No confusion possible if customer cannot see product, says court

In Custom Manufacturing & Engineering Inc v Midway Services Inc (Case 05-12906, November 21 2007), the US Court of Appeals for the Eleventh Circuit has affirmed a summary judgment ruling that there is no likelihood of confusion where the product on which a mark is affixed cannot be seen by customers.

Custom Manufacturing & Engineering Inc had agreed to design for Midway Services Inc a water-meter reading system to be installed in residential complexes. However, Midway cancelled the contract on the grounds that Custom had breached it and hired a competitor to finish the job. In the midst of litigating the resulting breach of contract action, Custom alleged:

The goods on which Custom's mark was affixed were subcomponents (circuit boards) manufactured for use in a product that was marketed to apartment complex owners and managers, but not to Custom's customers. The district court affirmed summary judgment for the defendant and Custom appealed.

The Court of Appeals for the Eleventh Circuit stated that the issue in this case was whether there was a likelihood of confusion in the post-sale context - namely, whether Custom's or Midway's potential customers were likely to be confused as to the origin of the circuit boards. The court noted that a likelihood of confusion analysis entailed more than the mechanistic summation of the number of factors on each side; it involved an evaluation of the "overall balance".

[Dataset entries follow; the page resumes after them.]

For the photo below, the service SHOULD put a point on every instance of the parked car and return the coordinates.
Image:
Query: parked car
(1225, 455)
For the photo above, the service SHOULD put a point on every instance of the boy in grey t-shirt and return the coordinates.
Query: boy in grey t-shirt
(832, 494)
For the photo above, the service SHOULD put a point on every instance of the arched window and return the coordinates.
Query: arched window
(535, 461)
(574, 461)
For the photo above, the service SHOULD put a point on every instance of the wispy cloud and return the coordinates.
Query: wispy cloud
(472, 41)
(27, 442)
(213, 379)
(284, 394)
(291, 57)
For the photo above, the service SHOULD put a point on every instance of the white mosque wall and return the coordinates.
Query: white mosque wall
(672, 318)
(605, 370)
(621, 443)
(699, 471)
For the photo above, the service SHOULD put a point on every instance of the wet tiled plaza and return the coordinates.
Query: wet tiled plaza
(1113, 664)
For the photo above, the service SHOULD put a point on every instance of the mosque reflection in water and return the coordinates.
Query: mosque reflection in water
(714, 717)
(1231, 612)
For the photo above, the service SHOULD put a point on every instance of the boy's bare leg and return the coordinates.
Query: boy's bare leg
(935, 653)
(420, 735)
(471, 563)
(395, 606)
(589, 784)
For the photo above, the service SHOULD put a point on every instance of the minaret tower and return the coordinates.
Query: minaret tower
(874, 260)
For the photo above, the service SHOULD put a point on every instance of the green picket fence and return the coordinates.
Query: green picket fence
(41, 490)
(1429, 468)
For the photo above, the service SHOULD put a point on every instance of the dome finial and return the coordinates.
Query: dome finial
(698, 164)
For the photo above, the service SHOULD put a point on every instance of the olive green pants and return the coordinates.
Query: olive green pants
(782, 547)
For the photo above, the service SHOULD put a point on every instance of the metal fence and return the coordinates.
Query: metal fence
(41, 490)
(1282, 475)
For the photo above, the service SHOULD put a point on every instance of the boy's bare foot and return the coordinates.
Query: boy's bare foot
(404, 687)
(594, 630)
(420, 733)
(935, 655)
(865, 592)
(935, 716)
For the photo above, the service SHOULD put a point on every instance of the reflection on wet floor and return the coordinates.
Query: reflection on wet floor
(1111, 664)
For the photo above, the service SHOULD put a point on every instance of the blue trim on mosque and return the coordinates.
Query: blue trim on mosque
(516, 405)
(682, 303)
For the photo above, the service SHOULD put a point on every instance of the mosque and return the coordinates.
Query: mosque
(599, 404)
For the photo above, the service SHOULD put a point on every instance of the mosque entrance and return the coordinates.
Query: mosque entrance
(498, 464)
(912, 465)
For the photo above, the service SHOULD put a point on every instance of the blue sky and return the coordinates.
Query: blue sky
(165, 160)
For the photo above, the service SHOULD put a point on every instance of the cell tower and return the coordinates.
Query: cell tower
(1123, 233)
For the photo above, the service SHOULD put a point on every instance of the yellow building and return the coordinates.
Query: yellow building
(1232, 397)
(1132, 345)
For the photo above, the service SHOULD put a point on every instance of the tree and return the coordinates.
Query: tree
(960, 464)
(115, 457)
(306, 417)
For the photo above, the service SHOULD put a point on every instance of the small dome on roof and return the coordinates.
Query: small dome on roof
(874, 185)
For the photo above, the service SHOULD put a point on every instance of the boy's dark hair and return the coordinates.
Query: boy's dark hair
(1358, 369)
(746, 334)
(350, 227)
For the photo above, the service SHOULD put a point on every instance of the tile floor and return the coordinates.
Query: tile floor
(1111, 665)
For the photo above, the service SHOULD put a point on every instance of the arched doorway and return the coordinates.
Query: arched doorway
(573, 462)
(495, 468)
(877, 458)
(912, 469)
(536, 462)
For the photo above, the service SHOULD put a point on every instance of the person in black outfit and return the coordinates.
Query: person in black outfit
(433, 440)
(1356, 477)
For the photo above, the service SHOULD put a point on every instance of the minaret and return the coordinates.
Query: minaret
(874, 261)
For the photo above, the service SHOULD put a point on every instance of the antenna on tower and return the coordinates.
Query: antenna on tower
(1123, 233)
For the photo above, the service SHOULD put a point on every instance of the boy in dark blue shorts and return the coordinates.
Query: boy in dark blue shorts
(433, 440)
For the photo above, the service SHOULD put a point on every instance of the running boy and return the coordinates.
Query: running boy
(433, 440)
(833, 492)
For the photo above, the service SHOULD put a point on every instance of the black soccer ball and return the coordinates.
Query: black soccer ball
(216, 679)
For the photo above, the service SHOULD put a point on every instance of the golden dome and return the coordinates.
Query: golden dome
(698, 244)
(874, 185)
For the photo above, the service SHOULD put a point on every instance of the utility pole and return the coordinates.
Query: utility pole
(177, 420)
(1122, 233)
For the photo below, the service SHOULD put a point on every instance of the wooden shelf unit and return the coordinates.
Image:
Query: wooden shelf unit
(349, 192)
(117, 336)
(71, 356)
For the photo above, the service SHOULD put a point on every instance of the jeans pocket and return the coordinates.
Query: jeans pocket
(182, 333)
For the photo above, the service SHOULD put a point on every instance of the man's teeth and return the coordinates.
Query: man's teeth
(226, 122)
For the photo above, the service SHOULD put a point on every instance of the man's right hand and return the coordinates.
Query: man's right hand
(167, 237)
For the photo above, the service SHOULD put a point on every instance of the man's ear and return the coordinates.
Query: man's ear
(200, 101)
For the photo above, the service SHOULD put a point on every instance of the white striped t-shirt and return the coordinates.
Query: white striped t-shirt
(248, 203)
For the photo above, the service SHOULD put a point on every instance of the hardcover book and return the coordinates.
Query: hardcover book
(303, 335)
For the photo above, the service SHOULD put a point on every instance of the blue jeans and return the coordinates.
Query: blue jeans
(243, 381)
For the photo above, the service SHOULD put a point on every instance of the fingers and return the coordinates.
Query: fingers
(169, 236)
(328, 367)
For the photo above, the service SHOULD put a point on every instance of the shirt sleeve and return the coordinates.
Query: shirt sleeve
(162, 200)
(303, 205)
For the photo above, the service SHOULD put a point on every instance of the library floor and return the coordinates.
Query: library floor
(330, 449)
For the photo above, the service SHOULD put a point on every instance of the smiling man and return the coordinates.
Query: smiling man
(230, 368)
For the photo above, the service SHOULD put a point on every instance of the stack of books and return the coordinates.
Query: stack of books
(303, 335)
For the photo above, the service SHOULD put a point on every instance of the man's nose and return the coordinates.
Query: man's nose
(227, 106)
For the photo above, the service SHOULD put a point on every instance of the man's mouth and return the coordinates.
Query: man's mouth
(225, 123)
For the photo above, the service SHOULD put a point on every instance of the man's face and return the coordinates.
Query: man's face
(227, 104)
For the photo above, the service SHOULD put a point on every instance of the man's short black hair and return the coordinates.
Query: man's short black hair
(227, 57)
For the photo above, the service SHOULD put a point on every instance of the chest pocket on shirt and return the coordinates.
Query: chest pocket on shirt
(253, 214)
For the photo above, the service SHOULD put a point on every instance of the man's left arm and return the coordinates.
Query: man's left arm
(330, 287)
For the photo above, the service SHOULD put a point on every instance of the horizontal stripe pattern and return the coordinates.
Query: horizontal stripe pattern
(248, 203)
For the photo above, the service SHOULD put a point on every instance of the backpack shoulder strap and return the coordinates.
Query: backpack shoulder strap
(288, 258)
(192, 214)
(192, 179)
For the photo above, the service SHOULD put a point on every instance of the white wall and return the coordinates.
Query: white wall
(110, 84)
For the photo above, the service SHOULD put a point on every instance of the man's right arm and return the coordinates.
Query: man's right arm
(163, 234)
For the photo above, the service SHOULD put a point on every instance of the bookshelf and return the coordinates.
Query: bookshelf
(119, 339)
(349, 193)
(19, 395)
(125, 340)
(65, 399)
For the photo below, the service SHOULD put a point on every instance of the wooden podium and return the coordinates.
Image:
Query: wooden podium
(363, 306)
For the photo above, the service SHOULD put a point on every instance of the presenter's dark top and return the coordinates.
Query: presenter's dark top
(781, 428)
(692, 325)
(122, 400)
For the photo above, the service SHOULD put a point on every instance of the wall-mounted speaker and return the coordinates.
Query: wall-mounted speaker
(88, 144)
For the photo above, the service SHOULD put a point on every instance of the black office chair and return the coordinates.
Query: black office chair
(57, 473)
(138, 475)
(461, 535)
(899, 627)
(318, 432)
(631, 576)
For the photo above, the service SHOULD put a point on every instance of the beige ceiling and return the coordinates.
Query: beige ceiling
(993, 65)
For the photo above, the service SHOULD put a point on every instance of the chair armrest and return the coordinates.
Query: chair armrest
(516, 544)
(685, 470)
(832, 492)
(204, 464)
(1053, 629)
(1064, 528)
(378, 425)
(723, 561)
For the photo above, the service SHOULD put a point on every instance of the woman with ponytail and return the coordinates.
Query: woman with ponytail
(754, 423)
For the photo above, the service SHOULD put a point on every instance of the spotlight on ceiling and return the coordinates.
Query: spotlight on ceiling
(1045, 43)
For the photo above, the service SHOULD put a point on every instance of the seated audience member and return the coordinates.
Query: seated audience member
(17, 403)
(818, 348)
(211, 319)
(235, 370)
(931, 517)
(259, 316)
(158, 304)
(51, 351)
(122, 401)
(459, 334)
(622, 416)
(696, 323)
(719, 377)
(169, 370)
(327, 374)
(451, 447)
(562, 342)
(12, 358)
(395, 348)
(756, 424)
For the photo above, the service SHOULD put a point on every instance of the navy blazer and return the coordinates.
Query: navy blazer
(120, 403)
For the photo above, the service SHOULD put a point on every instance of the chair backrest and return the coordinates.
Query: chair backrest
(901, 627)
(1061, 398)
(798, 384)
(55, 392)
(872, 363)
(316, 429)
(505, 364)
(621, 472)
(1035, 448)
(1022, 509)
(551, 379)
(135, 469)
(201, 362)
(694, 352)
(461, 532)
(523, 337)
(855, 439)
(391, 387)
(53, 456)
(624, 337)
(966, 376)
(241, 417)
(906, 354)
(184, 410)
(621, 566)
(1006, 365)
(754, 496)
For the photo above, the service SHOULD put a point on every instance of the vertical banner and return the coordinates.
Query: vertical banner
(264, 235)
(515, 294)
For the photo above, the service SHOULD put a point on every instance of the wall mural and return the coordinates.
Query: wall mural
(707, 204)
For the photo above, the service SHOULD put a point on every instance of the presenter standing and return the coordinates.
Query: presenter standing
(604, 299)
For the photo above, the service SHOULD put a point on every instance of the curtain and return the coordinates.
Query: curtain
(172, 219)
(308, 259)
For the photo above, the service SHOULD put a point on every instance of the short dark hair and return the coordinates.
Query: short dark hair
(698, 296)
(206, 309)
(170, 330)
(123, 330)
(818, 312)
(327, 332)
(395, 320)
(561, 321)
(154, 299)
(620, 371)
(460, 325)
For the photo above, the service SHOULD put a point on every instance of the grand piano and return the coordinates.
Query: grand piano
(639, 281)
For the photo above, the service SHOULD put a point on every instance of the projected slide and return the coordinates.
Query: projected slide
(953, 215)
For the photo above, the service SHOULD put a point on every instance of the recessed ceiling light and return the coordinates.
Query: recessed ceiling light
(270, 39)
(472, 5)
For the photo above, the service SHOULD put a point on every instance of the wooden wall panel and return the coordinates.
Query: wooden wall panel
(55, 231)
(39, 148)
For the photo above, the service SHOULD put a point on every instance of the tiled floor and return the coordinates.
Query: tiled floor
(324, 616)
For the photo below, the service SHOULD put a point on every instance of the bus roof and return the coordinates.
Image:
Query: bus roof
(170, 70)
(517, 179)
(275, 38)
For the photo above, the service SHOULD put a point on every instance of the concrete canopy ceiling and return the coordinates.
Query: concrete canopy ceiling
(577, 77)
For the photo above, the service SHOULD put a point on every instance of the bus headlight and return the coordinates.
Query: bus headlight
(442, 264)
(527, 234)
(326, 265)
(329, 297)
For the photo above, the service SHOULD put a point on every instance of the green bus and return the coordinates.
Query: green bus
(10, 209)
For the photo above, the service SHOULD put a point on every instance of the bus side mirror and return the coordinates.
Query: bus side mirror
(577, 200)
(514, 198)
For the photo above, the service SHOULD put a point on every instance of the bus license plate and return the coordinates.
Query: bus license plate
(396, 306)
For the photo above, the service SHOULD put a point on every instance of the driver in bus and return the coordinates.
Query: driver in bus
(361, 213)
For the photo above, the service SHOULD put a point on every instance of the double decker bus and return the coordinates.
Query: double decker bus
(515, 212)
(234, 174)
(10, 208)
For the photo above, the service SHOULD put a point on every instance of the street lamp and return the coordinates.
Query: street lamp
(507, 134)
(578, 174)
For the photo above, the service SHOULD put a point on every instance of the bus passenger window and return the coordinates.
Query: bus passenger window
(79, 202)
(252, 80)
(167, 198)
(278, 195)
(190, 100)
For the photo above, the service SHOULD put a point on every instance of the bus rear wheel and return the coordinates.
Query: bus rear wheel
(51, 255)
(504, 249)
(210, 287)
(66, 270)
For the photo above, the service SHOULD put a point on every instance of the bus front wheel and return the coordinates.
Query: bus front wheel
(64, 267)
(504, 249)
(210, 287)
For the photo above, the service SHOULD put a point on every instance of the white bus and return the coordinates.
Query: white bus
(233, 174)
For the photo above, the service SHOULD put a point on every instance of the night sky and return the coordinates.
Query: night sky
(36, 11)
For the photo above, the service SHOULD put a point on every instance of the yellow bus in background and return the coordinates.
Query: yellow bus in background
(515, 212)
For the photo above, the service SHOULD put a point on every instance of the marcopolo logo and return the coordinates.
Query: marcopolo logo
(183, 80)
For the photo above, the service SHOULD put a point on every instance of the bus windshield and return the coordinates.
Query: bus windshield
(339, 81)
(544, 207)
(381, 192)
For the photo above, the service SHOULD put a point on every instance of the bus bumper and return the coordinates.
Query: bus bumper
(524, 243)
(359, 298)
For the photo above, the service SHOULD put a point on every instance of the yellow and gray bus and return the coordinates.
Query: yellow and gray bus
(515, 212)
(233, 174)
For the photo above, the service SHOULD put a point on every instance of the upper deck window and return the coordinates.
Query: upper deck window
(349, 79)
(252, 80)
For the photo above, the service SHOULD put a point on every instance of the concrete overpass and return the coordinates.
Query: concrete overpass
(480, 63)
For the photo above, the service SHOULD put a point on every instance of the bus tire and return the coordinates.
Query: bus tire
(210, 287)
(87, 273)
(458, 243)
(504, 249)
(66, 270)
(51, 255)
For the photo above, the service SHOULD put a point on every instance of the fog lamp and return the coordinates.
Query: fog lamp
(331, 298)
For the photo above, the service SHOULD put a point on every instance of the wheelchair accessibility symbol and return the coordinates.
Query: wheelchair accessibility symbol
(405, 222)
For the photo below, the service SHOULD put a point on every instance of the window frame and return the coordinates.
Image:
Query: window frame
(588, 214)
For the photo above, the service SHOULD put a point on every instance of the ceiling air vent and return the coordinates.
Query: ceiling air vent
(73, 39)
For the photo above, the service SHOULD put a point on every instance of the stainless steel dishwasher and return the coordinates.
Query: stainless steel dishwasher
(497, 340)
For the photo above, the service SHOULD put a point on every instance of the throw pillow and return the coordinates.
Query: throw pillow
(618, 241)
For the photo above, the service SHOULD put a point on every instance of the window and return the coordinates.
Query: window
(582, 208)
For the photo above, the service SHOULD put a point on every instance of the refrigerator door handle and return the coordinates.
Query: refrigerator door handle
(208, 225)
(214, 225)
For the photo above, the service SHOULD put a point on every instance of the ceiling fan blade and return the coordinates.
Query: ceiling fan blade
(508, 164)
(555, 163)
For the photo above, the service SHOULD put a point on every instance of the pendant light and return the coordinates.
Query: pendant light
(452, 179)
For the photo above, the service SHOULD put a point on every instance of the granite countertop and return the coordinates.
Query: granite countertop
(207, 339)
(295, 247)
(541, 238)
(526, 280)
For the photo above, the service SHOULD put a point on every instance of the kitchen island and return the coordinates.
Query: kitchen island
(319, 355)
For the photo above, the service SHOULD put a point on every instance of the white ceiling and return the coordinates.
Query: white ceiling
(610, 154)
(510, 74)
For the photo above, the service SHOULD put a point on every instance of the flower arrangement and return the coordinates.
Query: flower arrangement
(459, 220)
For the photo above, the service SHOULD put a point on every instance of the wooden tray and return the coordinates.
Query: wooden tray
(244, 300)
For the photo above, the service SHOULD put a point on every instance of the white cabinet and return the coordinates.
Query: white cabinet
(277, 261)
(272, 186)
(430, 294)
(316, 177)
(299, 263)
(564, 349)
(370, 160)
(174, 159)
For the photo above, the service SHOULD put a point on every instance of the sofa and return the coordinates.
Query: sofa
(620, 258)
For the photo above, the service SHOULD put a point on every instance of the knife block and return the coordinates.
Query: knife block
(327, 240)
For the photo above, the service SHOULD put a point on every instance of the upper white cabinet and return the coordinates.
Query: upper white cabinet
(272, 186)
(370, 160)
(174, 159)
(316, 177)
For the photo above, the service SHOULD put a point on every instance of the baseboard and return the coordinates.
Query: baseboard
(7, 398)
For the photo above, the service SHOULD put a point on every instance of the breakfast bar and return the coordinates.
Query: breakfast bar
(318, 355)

The court held that it was unlikely that the apartment owners and managers to whom Midway sold the water-meter reading systems would remove the covers and examine the circuit boards contained therein. The court also found that third parties, such as repairmen and firemen, are not properly considered as 'customers' under the Lanham Act. Even if the court had accepted as true that such persons were customers, Custom presented no evidence of a likelihood of confusion. The court stated that recovery under the Lanham Act requires, at a minimum, that "confusion, mistake or deception be likely, not merely possible". The court went on to state that:

"[l]ike the proverbial tree falling in a forest, the unauthorized use of a trademark that is never perceived by anyone cannot be said to create a likelihood of consumer confusion."

This case stands for the proposition that trademark plaintiffs must identify the relevant customers of their products and provide evidence in the record from such customers to prove a likelihood of confusion.